In conclusion, a series of new biomarkers have been correlated with the different phases of HBV infection; however, as mentioned above, their applications in the diagnosis and monitoring of HBV-R during immunosuppressive treatments are insufficient to establish their correct positioning in the diagnosis of HBV-R.

To date, it seems likely that anti-HBs and anti-HBc titre assays could be the most readily applicable assays.
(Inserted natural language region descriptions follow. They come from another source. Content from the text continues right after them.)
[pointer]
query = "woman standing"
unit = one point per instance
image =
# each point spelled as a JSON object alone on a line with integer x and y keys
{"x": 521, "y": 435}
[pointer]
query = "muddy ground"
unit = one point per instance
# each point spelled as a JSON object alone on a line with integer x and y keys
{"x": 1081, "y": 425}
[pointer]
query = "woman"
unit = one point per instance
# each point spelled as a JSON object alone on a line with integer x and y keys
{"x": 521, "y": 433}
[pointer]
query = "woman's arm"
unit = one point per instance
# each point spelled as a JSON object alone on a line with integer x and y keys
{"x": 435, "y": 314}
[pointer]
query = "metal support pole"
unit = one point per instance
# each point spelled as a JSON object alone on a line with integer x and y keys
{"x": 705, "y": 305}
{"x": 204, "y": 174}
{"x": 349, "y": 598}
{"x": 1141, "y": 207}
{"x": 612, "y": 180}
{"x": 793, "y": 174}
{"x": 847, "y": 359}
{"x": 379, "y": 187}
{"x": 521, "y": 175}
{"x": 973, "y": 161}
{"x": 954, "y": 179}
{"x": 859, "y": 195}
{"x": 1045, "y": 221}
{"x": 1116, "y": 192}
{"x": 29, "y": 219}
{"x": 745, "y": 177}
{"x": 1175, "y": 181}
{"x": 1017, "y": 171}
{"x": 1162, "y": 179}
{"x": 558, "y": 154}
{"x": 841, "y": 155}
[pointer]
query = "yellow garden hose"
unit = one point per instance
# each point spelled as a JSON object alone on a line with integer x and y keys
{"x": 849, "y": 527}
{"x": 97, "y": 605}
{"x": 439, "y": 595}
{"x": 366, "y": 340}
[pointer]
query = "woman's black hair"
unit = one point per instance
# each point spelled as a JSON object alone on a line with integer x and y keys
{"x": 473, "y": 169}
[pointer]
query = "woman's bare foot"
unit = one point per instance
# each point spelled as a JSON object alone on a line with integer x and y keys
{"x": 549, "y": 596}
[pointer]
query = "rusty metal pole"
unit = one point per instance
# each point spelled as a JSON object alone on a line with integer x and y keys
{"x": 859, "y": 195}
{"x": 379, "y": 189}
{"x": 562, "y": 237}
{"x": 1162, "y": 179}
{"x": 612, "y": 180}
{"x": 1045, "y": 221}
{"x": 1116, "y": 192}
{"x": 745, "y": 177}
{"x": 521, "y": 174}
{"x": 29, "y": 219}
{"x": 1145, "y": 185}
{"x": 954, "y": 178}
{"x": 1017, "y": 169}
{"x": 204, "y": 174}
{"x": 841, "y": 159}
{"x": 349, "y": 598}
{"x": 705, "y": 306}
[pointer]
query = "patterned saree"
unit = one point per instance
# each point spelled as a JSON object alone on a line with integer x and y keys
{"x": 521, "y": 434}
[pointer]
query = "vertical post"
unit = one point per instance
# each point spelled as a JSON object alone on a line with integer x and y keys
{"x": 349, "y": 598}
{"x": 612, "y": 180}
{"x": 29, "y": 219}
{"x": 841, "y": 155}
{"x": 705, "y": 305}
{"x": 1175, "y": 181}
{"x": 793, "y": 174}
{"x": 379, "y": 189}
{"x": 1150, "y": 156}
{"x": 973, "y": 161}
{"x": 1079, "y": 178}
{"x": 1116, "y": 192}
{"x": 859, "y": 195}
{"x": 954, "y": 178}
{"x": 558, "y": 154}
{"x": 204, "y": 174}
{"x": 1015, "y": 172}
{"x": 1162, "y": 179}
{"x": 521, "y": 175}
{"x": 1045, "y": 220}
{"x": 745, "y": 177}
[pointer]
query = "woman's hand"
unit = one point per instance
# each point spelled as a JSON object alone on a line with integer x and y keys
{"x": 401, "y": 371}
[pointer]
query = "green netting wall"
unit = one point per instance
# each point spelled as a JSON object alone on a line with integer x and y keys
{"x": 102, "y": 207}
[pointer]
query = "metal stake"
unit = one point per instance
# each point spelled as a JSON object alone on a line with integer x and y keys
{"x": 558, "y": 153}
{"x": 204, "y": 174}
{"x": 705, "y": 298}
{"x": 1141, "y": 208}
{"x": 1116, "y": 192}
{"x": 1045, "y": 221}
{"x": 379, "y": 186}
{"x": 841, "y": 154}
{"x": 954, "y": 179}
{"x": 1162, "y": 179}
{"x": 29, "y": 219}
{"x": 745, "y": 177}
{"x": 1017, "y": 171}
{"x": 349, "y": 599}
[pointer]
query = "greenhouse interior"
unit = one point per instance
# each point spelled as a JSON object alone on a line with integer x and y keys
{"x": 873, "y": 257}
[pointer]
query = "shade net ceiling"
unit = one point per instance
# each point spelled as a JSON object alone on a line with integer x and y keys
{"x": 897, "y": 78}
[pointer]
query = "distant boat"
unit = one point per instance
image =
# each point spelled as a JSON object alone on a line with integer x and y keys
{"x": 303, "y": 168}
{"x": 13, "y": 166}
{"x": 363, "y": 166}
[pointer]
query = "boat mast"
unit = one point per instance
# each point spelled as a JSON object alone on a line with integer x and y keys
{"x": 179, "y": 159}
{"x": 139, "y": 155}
Their use in clinical practice could reasonably provide useful information about the level of specific protective responses during immunosuppressive treatments and stimulate possible considerations regarding the use of the HBV vaccine with the purpose of enhancing the immune response. The ultra-sensitive HBsAg levels assay could replace HBV-DNA detection; however, we are still far from the routine use of tests for the assessment of the HBV reservoir (HBcrAg, HBV-RNA).

Finally, it seems useful to reinforce the importance of resistance mutation studies on HBV isolates from patients experiencing a reactivation of the infection, given the relevant implications that they have in the diagnostic and therapeutic fields.